Dairy farmers could soon be breeding cows for lower methane emissions
New low-cost solution will identify efficient and profitable dairy cows
Ground-breaking research is set to give dairy farmers the tools to breed cows with lower methane emission has received significant funding from Science Foundation Ireland.
Teagasc researcher Dr Sinead McParland, has been awarded over €375,000 in a Starting Investigator Research Grant to develop tools to identify the most efficient and profitable cows in the national herd.
Farming accounts for 85pc of methane emissions in Ireland, as ruminant animals emit methane as a bi-product of the fermentation of food.
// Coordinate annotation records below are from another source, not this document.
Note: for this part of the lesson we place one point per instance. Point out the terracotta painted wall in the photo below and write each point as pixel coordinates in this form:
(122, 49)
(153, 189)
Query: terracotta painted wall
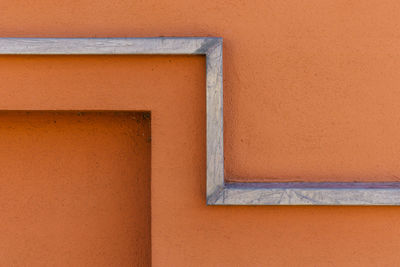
(75, 189)
(311, 93)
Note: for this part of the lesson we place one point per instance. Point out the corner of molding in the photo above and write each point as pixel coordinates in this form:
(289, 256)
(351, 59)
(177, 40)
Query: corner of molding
(215, 197)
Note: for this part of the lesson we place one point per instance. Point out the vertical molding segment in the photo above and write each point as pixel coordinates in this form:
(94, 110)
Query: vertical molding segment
(218, 193)
(215, 132)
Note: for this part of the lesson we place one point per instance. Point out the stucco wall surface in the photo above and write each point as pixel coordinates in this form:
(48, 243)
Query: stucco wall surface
(311, 93)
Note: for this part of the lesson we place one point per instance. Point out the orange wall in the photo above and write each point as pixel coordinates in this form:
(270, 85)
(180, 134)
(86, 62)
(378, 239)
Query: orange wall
(75, 189)
(311, 93)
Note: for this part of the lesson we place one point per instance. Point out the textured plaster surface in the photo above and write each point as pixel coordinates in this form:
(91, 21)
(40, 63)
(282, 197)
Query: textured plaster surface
(310, 94)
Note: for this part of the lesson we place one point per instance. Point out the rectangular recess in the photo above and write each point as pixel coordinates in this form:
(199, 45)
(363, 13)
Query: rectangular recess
(218, 192)
(75, 188)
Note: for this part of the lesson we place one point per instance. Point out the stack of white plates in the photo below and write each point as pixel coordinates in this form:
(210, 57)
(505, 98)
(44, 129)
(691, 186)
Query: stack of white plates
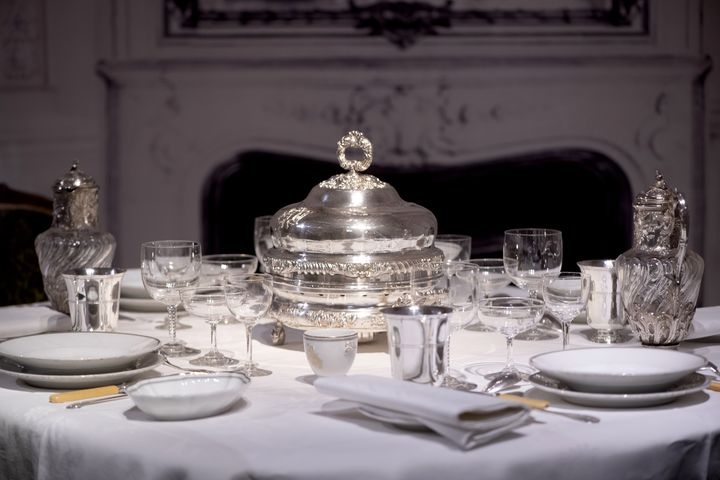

But global demand for dairy products current exceeds supply, putting pressure on dairy herds to produce as much as possible.
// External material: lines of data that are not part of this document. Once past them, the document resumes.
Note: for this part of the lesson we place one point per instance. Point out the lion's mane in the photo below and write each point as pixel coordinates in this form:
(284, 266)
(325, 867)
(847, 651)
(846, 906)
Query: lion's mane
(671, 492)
According to Dr McParland efficient cows, which have higher milk solids output per unit input, are required to help meet this shortfall but the amount of research available to date is very limited.
"The research will address the seismic challenge we face to breed more efficient animals (producing more milk from less input) with a lower environmental hoof-print."
McParland said the current tools which evaluate the efficiecy of cows are very laborious and expensive to operate, so are typically only used in research centres, and the numbers of records we can attain each lactation and the number of individual animals recorded remains small.
"In order to include traits such as efficiency and emissions in our breeding programme, we need lots of unbiased data on as wide a representation of the national herd that is possible," she said.
"We will use information generated as part of routine milk recording to predict intake, efficiency and methane emissions.
Milk recording, (in Ireland and globally) is operated by taking a small sample of milk (40-50ml) from individual cows during milking 4-12 times across a milking season.
As part of this research, the milk samples are analysed by shining a light through the sample at over 1,000 wavelengths which can determine the fat and protein content of the milk as it can also predict the energy intake of cows as well as methane emissions.
"We aim to build on this initial research to build the most accurate equations in order to capture this data from all milk recorded animals and feed this data into the national genetic evaluations.
"Farmers involved in routine milk recording will have this data recorded on their individual animals enabling them to identify their most efficient, lowest emitting animals.
"If the project is successful and the traits of efficiency and emissions are included in the breeding goal, all farmers will benefit through a national goal that is genetically selecting for more efficient, environmentally sustainable animals," she said.